What is and What Should Never Be

"Were such things here as we do speak about?
Or have we eaten on the insane root
That takes the reason prisoner?"

Prosody

On song and voice of sour note carried as to port alike,

Drift the ships both rakish and and at once built sturdy of hull,

All full and by to my dear home of thought, my heart of hearts.

A timbre struck—not brass nor skin nor spruce, but sounds divine,

Those ships of noble envoy bearing wheat and grapes and marble,

Or used to subvert force in tender ear, to sway, deceive—

Is heard sublime in ecstasy of perfect recognition.

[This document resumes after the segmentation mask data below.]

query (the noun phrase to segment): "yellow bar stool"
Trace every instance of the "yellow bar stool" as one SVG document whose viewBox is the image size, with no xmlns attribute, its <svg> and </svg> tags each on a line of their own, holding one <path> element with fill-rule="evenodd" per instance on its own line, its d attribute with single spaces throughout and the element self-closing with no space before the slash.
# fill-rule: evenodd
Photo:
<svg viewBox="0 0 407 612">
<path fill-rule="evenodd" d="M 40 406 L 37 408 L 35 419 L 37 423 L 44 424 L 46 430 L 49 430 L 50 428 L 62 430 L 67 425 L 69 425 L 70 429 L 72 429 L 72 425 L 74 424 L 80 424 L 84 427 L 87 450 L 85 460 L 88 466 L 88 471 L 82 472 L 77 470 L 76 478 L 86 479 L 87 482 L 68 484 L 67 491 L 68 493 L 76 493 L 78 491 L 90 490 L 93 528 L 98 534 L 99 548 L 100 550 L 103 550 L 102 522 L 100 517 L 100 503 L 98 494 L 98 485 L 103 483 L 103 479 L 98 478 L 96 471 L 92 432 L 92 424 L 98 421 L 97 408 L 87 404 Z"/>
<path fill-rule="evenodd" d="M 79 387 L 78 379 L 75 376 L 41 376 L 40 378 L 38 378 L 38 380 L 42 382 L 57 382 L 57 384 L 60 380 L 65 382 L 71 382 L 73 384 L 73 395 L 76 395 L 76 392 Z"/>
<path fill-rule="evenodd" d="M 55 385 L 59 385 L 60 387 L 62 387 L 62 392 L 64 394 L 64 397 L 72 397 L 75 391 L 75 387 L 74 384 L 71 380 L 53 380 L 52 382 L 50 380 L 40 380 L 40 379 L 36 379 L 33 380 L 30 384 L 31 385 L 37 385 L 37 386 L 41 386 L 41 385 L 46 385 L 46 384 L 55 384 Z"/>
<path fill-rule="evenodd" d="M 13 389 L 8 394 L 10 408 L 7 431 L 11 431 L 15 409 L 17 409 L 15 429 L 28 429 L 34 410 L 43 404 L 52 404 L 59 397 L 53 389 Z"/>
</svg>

Pablo Picasso. Seated Bather. Oil on Cavas. 1930.

Pablo Picasso. Seated Bather. Oil on Cavas. 1930.

The whole story of the universe is implicit in any part of it. The meditative eye can look through any single object and see, as through a window, the entire cosmos. Make the smell of roast duck in an old kitchen diaphanous and you will have a glimpse of everything, from the spiral nebulae to Mozart’s music and the stigmata of St. Francis of Assisi. The artistic problem is to produce diaphanousness in spots, selecting the spots so as to reveal only the most humanly significant of distant vistas behind the near familiar object.

—Aldous Huxley. Philip Quarles in Point Counter Point ch 19. 1939.

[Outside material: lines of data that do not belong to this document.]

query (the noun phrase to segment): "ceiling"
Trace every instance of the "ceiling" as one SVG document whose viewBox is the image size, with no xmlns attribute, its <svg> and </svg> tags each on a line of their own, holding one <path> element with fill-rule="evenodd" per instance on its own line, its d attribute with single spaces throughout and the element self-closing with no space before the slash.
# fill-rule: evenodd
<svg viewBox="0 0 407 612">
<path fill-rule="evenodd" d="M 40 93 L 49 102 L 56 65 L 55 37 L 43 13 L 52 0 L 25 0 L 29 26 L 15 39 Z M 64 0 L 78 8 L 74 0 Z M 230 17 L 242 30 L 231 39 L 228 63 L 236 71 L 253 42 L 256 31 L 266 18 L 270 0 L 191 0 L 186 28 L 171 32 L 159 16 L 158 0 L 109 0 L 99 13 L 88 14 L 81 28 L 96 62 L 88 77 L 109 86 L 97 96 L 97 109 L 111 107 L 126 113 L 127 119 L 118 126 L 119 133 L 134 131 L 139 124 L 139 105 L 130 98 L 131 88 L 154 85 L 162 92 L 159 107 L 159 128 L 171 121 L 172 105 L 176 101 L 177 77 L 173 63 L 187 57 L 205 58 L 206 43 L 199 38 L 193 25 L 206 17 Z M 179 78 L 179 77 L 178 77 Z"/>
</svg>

Marcel Duchamp. Nude (Study), Sad Young Man on a Train. Oil on cardboard. 1911.

Marcel Duchamp. Nude (Study), Sad Young Man on a Train. Oil on cardboard. 1911.

And when it’s all that you have to follow, it’s easy to turn back, compulsive, laying wast to what little you own—and looking forward, eyes watered, bemoan the presence of the road. But it’s the way of things that no road ought to exist.

To pass this thought is a rite; to stare until we see horizon and set foot on hard-packed earth.